In contrast, percutaneous administration increased only HDL2 and the triglyceride and cholesterol content of the whole HDL fraction.

In a separate study,9 oral conjugated estrogen had a 2.5-fold increase in serum angiotensin, and percutaneous estradiol gel, no effect.

Same effects when progestin is added. Beneficial effects were not diminished when oral micronized progesterone was added to percutaneous estradiol.34 Estradiol gel significantly reduced total serum cholesterol and LDL cholesterol in the first year of treatment, compared with placebo.

Coagulation effects. Percutaneous estradiol has fewer negative effects on coagulation factors than its oral counterpart. One study35 investigating combination therapy with micronized progesterone compared the effects of percutaneous estradiol and oral estradiol valerate.
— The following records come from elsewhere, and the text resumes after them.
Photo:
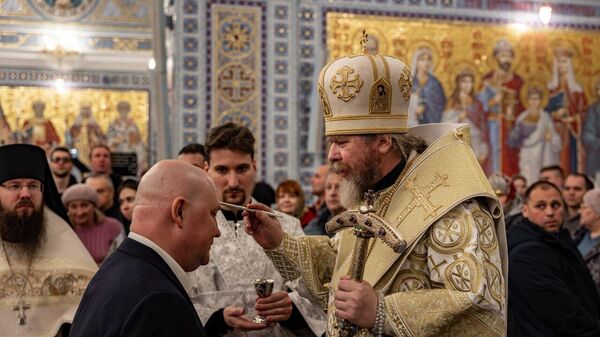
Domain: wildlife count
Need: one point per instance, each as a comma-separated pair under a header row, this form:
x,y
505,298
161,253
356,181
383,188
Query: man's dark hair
x,y
104,146
544,185
59,149
193,148
589,184
131,184
231,137
553,168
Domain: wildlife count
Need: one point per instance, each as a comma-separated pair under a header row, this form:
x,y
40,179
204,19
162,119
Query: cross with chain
x,y
363,39
20,308
345,86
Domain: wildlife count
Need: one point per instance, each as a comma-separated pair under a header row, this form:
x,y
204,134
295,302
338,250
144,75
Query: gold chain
x,y
388,200
20,294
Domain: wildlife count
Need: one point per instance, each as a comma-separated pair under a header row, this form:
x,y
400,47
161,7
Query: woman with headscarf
x,y
290,200
463,107
588,236
428,97
100,234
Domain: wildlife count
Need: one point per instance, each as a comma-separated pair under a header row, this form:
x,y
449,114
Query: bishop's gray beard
x,y
358,180
25,232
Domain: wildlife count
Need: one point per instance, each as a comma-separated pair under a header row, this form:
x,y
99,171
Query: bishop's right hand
x,y
265,230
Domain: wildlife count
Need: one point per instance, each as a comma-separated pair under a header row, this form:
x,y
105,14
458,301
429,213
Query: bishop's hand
x,y
356,302
235,318
265,230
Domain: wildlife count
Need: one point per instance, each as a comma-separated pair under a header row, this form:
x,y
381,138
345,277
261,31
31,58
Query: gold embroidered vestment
x,y
451,281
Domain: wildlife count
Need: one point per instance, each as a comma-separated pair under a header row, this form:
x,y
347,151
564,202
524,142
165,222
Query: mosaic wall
x,y
61,38
288,44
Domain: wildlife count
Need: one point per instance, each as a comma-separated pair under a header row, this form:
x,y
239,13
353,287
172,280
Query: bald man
x,y
142,289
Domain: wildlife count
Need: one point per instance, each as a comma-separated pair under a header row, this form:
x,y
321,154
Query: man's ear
x,y
384,143
177,211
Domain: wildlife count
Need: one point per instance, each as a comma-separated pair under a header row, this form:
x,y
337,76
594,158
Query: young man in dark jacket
x,y
551,292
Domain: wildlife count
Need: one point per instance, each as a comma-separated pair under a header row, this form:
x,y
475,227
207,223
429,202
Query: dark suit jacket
x,y
135,293
550,290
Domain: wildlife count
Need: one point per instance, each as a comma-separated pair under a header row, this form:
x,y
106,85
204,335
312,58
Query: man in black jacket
x,y
551,292
142,288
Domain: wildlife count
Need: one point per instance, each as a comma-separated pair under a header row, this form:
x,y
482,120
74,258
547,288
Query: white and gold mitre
x,y
365,94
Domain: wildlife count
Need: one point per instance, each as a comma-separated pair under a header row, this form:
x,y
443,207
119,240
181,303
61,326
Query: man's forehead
x,y
574,181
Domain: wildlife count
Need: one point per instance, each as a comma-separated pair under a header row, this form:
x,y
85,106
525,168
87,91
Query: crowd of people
x,y
429,250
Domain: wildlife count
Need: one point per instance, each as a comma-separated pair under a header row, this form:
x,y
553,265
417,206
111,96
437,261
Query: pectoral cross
x,y
20,308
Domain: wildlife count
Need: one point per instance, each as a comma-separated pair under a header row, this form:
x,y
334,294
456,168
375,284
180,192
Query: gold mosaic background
x,y
63,108
457,45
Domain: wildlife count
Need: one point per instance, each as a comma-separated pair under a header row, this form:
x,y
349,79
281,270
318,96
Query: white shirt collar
x,y
181,275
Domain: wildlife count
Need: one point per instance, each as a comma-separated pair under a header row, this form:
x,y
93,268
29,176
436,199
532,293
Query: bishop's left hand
x,y
356,302
275,308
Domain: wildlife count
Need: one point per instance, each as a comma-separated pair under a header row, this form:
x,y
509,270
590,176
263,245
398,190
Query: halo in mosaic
x,y
281,141
190,120
190,82
281,159
236,83
238,116
190,101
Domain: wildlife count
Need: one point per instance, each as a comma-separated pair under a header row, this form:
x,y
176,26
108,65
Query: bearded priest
x,y
44,267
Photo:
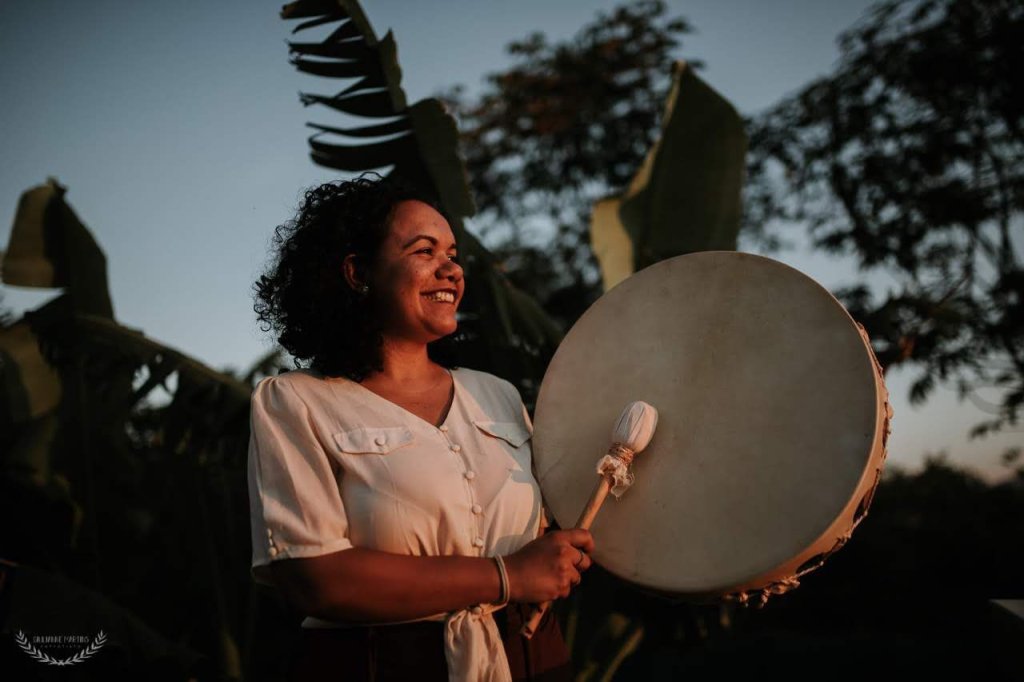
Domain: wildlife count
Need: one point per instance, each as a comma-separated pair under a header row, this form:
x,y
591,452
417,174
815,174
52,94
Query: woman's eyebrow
x,y
432,240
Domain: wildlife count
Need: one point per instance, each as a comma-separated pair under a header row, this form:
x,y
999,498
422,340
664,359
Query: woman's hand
x,y
549,566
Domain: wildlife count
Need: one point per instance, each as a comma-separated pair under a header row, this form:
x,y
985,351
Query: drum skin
x,y
771,435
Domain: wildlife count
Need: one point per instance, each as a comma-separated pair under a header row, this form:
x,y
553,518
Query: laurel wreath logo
x,y
85,653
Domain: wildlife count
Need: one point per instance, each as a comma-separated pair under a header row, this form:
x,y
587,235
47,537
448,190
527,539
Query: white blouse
x,y
332,465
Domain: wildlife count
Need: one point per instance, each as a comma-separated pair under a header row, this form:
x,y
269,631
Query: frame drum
x,y
772,425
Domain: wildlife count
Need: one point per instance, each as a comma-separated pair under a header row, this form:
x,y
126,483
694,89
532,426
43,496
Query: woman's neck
x,y
404,364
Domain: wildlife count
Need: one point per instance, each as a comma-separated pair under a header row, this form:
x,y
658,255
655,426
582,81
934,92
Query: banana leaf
x,y
686,196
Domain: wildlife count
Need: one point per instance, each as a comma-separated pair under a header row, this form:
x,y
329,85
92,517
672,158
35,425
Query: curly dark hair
x,y
303,295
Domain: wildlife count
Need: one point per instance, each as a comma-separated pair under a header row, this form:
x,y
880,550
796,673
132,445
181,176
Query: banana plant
x,y
111,489
686,196
502,329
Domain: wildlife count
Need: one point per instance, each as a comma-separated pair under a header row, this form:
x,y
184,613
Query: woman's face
x,y
415,282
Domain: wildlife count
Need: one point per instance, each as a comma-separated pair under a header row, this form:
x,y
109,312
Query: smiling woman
x,y
393,500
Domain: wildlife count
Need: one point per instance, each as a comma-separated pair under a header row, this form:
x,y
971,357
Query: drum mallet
x,y
632,433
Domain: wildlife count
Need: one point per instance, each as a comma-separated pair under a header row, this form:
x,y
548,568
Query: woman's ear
x,y
353,273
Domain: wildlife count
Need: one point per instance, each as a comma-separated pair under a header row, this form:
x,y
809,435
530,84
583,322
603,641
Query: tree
x,y
909,157
566,124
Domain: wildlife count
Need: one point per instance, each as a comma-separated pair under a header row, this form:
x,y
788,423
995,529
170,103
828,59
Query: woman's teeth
x,y
444,296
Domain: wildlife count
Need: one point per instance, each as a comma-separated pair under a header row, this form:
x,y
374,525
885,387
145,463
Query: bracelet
x,y
503,574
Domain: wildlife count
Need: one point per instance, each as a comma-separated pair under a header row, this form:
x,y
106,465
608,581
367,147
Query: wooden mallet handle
x,y
633,431
586,518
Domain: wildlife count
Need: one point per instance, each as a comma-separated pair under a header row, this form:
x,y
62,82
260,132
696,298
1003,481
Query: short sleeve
x,y
528,423
295,503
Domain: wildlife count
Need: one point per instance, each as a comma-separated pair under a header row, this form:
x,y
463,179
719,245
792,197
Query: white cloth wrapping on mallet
x,y
633,431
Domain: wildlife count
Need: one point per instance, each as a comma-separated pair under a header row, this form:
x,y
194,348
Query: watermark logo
x,y
86,647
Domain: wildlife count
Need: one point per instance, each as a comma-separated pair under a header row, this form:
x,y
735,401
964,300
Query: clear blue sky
x,y
177,129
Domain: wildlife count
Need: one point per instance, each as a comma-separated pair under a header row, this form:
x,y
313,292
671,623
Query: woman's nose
x,y
450,270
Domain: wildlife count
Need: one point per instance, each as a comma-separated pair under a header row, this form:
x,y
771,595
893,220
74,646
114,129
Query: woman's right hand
x,y
549,566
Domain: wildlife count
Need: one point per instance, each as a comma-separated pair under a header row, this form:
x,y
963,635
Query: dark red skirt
x,y
416,651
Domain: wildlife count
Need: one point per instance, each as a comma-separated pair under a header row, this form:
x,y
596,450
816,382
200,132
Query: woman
x,y
392,498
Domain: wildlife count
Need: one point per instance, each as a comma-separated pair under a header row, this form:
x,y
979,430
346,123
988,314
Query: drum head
x,y
768,401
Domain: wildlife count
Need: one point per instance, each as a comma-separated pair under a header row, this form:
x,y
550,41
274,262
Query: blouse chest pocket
x,y
513,433
373,440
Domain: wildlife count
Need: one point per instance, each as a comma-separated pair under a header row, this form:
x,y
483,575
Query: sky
x,y
177,130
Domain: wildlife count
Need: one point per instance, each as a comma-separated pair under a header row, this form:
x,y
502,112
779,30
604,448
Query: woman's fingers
x,y
581,539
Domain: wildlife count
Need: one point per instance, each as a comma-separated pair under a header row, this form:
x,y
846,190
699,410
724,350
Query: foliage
x,y
568,123
912,585
502,329
910,157
95,464
685,197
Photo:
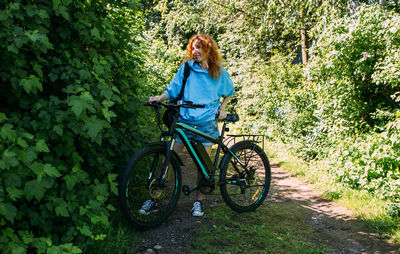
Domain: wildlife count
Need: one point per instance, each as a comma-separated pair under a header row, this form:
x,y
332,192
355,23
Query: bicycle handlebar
x,y
185,104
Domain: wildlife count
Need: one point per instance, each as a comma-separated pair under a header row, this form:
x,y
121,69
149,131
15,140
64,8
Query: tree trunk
x,y
303,37
304,48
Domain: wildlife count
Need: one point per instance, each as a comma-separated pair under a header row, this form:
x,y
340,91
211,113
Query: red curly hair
x,y
210,51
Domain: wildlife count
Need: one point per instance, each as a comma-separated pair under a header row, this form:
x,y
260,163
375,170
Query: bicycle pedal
x,y
186,190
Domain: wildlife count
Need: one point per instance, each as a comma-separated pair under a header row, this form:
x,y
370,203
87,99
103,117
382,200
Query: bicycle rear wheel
x,y
138,184
244,187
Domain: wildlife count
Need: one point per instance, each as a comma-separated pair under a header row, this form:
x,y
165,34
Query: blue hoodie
x,y
200,89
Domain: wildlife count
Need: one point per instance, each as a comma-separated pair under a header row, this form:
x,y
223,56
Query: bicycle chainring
x,y
206,187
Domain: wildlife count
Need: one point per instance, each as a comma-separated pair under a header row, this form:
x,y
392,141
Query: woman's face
x,y
197,52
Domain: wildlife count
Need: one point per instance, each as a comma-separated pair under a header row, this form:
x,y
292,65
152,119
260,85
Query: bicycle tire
x,y
245,192
134,189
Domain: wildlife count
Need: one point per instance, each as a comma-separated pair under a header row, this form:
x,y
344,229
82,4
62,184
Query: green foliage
x,y
69,118
352,66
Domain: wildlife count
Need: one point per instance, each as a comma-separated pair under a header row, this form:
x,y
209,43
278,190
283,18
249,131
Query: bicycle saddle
x,y
232,118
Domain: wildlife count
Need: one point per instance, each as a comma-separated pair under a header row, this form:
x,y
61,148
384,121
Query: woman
x,y
208,81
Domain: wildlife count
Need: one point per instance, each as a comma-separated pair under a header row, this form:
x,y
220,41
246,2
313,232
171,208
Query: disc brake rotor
x,y
154,191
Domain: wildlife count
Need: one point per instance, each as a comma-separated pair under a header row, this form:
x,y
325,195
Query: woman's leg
x,y
199,195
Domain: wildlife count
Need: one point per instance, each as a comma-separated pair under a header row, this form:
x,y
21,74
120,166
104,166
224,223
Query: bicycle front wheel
x,y
139,183
245,177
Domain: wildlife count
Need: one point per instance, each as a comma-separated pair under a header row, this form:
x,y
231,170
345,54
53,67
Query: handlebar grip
x,y
198,105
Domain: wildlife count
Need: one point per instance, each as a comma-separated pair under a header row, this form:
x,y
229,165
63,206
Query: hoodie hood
x,y
195,67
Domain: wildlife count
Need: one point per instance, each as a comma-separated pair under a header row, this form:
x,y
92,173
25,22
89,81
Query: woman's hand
x,y
221,114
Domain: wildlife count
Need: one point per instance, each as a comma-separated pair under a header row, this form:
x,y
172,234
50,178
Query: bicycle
x,y
154,172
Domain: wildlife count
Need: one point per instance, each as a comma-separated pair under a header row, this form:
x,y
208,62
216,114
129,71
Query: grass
x,y
369,209
272,228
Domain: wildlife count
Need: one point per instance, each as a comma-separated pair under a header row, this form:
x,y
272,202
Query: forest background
x,y
320,77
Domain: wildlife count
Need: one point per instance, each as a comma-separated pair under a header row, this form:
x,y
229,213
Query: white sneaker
x,y
196,210
150,206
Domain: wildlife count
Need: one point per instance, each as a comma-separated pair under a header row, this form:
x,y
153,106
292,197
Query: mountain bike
x,y
154,172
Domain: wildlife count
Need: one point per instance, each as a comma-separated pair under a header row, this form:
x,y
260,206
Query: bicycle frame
x,y
177,129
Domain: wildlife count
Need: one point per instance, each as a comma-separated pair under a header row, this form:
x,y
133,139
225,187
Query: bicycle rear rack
x,y
231,139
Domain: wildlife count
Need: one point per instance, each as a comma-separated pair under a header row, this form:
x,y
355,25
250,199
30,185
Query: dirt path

The group receiving percutaneous estradiol gel/micronized progesterone had no significant changes in plasminogen activator inhibitor, tissue-type plasminogen concentration, and global fibrinolytic capacity. The other group had a significant decrease in mean tissue-type plasminogen concentration and plasminogen activator inhibitor activity and a significant rise in global fibrinolytic capacity.